Loganberry Books: Cleveland Heights author Paula McLain talks to Regina Brett about “When the Stars Go Dark” in a virtual event at 8:30 pm Tuesday. Go to loganberrybooks.com for the link.
Union Club (1211 Euclid Ave., Cleveland): Cleveland native and “CBS Sunday Morning” correspondent David Pogue, author of “How to Prepare for Climate Change,” appears at a reception and program beginning at 5:30 pm Wednesday. Admission is $25. Get tickets at ccwa.org.
Stow-Munroe Falls Public Library: Novelist Emilie Richards discusses “The House Guests,” about a widow trying to establish a relationship with her stepdaughter and learn more about her late husband, in a Facebook Live event from 7 to 8 pm Wednesday. Go to facebook.com/SMFPL.

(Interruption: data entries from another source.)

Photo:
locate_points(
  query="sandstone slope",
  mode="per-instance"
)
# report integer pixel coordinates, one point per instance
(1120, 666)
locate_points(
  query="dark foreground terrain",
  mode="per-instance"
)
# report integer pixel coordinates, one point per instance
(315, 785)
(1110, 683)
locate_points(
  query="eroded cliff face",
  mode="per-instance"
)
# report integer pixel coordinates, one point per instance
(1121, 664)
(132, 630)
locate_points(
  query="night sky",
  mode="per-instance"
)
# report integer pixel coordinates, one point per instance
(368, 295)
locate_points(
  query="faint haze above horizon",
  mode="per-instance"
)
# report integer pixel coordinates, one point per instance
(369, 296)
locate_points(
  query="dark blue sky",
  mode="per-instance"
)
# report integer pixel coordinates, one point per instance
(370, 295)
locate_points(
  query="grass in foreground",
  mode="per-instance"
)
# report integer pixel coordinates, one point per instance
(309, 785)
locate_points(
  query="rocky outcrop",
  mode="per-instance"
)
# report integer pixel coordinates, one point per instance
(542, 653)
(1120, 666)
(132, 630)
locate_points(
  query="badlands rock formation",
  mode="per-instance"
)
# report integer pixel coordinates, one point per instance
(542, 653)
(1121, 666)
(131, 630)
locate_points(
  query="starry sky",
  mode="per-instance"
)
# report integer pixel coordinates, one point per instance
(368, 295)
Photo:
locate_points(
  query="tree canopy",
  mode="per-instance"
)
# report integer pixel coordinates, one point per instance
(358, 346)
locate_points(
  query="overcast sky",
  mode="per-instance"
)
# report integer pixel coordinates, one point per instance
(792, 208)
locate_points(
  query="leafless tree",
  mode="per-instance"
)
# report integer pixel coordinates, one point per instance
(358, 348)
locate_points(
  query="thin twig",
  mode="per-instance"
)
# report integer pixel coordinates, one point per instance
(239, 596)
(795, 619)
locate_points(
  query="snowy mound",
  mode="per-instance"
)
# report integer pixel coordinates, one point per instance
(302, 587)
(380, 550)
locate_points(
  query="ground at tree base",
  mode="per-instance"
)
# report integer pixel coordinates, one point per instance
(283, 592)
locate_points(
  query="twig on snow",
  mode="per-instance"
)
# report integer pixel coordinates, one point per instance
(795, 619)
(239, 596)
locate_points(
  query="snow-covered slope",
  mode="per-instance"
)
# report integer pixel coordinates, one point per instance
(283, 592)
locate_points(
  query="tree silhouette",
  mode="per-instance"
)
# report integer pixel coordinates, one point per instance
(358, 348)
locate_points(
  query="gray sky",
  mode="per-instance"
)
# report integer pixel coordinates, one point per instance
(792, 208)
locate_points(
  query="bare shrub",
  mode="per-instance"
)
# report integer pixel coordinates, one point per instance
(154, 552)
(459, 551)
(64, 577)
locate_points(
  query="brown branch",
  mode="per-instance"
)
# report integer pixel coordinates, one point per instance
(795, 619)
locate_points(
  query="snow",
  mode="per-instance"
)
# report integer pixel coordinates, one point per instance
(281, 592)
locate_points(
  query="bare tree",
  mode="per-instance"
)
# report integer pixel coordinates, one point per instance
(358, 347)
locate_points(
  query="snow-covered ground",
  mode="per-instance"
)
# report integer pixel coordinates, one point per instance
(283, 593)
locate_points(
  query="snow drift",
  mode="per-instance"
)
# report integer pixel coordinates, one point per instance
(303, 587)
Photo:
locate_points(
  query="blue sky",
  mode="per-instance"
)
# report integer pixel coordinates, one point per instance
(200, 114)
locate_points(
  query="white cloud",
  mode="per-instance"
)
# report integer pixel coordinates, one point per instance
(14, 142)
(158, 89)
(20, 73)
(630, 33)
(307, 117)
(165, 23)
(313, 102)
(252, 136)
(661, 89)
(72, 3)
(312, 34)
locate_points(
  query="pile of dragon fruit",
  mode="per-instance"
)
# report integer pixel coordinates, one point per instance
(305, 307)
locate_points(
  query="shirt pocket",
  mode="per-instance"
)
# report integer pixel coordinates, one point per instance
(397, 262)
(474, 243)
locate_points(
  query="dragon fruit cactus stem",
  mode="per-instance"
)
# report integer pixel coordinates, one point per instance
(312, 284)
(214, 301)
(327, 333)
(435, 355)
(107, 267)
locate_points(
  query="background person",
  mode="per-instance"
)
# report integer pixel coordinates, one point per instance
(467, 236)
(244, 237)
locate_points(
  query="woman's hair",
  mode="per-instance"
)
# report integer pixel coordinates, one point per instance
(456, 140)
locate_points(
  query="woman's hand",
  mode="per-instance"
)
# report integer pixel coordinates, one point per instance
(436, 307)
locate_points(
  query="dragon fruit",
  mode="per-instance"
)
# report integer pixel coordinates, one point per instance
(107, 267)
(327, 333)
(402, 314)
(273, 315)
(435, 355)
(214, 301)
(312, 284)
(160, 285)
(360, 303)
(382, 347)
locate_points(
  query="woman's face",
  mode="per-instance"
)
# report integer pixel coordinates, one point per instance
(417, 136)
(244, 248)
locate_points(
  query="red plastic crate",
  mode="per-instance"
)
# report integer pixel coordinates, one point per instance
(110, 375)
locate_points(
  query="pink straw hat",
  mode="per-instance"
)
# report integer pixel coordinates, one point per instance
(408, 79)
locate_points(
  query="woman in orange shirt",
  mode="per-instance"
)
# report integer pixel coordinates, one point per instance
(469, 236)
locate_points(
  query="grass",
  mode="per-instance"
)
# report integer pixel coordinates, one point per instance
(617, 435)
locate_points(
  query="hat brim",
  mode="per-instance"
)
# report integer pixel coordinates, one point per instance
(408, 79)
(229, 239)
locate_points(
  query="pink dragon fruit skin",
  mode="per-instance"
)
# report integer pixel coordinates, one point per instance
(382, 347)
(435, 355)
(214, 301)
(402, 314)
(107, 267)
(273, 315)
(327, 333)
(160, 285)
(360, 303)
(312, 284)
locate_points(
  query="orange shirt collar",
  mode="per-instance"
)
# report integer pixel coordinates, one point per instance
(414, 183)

Kent State University: Author and historian Roxanne Dunbar-Ortiz (“An Indigenous People’s History of the United States”) appears in a virtual event from 7 to 8 pm Wednesday.
Cuyahoga County Public Library (Parma-Powers branch, 6996 Powers Blvd.): Community and union organizer Daisy Pitkin discusses “On the Line: A Story of Class, Solidarity, And Two Women’s Epic Fight to Build a Union,” about a five-year battle to organize at an Arizona industrial laundry, 7 to 8 pm Wednesday.

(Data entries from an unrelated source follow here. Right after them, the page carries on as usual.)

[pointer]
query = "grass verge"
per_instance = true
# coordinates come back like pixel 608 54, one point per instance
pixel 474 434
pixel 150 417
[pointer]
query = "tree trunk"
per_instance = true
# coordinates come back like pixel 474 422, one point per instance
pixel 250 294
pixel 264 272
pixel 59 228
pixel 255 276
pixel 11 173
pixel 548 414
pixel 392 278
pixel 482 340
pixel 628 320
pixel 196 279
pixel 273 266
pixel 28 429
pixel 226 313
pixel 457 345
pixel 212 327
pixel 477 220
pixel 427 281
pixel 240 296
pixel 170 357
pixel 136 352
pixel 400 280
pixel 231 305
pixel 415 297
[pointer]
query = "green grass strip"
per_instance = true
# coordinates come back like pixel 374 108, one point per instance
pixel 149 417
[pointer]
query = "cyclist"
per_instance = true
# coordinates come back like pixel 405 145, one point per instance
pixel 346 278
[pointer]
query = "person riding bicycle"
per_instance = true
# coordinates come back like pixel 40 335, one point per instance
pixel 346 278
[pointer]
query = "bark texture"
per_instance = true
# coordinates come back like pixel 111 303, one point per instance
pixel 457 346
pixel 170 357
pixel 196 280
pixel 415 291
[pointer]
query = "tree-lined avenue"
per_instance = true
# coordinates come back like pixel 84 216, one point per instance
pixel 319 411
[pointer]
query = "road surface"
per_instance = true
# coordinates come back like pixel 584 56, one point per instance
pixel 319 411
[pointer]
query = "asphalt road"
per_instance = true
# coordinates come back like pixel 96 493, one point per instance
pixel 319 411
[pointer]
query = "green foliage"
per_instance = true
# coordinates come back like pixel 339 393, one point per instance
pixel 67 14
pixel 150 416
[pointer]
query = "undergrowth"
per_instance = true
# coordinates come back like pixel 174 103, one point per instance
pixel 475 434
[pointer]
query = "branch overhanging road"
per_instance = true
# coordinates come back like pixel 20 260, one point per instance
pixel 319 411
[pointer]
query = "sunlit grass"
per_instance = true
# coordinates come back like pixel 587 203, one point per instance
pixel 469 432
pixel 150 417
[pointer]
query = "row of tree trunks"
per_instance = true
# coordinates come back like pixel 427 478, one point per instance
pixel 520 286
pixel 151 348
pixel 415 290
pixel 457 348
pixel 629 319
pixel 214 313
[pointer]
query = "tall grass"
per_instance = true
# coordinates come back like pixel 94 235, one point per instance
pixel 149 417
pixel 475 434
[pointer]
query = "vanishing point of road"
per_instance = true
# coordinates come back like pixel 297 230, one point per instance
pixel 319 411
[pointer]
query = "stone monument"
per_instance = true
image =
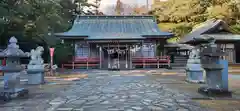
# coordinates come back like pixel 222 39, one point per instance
pixel 35 68
pixel 12 70
pixel 216 70
pixel 194 70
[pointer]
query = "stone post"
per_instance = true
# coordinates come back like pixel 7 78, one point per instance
pixel 36 67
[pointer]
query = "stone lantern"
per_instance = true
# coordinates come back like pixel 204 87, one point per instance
pixel 215 68
pixel 12 70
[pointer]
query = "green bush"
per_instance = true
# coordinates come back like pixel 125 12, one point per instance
pixel 63 53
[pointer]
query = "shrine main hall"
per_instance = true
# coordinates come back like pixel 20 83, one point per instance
pixel 116 42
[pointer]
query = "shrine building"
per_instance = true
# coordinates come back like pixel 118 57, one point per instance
pixel 116 42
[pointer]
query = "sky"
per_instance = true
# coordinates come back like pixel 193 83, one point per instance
pixel 106 3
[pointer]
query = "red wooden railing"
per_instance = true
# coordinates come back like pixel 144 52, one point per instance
pixel 83 62
pixel 150 61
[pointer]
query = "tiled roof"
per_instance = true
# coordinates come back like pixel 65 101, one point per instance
pixel 207 28
pixel 223 36
pixel 114 27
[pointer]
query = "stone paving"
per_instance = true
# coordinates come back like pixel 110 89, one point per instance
pixel 110 91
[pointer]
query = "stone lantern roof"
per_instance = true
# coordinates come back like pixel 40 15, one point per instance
pixel 13 50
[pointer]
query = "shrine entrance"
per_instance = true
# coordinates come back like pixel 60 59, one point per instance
pixel 116 57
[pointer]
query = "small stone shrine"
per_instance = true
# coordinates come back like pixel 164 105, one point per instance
pixel 216 74
pixel 35 68
pixel 194 70
pixel 12 70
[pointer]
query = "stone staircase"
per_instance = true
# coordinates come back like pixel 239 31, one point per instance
pixel 179 62
pixel 234 69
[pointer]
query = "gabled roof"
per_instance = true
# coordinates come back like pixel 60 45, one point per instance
pixel 209 27
pixel 114 27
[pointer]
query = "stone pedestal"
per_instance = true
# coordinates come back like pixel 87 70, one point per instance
pixel 194 69
pixel 12 71
pixel 217 80
pixel 35 76
pixel 194 73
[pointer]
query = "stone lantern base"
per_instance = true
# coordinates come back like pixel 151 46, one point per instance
pixel 194 73
pixel 35 77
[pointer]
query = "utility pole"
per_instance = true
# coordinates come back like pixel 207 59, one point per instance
pixel 97 3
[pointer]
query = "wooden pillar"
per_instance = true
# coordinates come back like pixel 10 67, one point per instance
pixel 118 56
pixel 89 54
pixel 142 54
pixel 109 65
pixel 126 52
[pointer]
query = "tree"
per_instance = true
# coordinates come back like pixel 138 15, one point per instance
pixel 192 12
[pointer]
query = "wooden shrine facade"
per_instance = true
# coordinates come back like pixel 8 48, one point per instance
pixel 116 42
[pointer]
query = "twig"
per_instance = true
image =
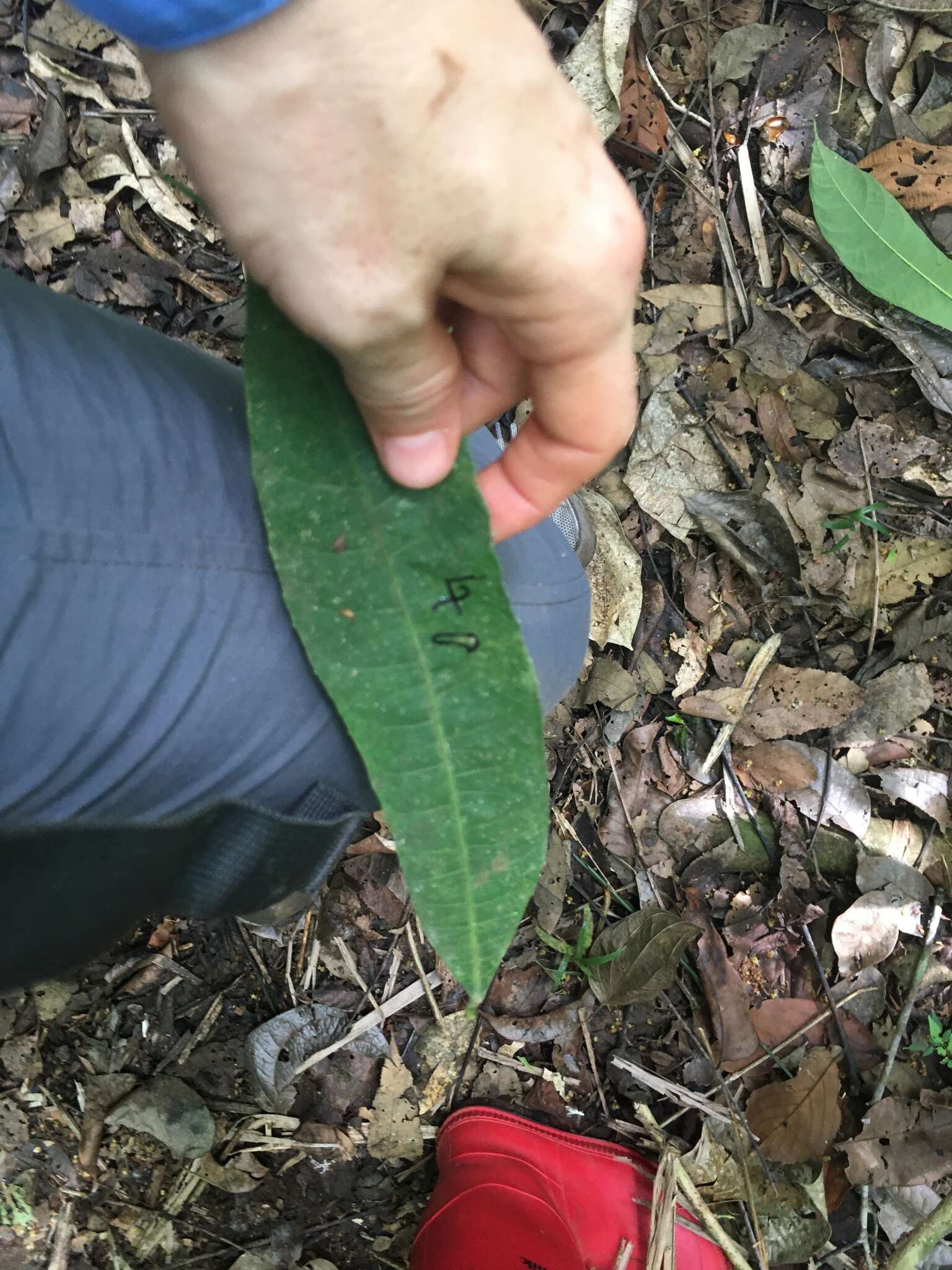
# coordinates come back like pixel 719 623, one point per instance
pixel 837 1018
pixel 913 1250
pixel 669 99
pixel 764 655
pixel 875 619
pixel 625 1251
pixel 691 1193
pixel 758 239
pixel 60 1256
pixel 392 1006
pixel 596 1077
pixel 136 234
pixel 421 973
pixel 902 1024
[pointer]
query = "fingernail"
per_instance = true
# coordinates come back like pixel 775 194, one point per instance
pixel 418 460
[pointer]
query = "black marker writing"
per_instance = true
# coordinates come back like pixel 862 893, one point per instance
pixel 455 596
pixel 459 639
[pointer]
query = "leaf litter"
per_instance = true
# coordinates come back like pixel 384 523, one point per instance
pixel 769 411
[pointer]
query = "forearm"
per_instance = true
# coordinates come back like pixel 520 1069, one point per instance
pixel 165 24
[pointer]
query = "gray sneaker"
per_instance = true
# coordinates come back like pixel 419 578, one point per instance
pixel 571 516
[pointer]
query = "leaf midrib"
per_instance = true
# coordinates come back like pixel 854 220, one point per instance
pixel 876 234
pixel 432 701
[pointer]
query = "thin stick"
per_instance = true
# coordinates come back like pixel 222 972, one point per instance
pixel 625 1251
pixel 597 1078
pixel 902 1024
pixel 834 1008
pixel 691 1193
pixel 392 1006
pixel 764 655
pixel 758 239
pixel 875 620
pixel 418 963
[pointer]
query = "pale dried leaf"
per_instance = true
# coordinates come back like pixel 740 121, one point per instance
pixel 874 873
pixel 694 651
pixel 394 1123
pixel 796 1121
pixel 902 1143
pixel 706 298
pixel 75 84
pixel 847 801
pixel 920 786
pixel 596 64
pixel 672 456
pixel 892 701
pixel 155 191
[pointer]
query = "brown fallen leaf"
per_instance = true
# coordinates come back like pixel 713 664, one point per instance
pixel 392 1123
pixel 726 996
pixel 774 768
pixel 892 701
pixel 796 1121
pixel 868 930
pixel 644 121
pixel 918 175
pixel 903 1143
pixel 787 701
pixel 920 786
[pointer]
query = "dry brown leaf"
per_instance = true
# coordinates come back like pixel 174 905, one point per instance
pixel 644 121
pixel 844 801
pixel 867 933
pixel 392 1123
pixel 41 231
pixel 903 1143
pixel 918 175
pixel 778 429
pixel 692 648
pixel 787 701
pixel 615 574
pixel 904 564
pixel 774 768
pixel 725 992
pixel 920 786
pixel 796 1121
pixel 892 701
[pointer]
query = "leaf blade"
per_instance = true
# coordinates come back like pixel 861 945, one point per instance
pixel 878 242
pixel 437 693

B side (2785 Euclid Heights Blvd., Cleveland Heights): Former Ohio Poet Laureate John Burroughs and poets Victor Clevenger, John Dorsey, Nicole Hennessy and Russell Vidrick read from their work from 6 to 8 pm Thursday. From 6 to 8 pm Saturday, Laura Walter signs the paperback release of “Body of Stars” and Kate Norris signs “When You and I Collide.”
Akron-Summit County Public Library (Maple Valley branch, 1187 Copley Road): In observation of National Poetry Month, Jason Blakely reads from “Collecting Ghosts: The Antique Future,” 2 to 3 pm Saturday.
Elyria Public Library (Central branch, 211 Second St.): A Non-Fiction Author Fair will be held from 10 am to 3 pm Saturday, including book discussions and a local history panel. See the schedule at elyrialibrary.org.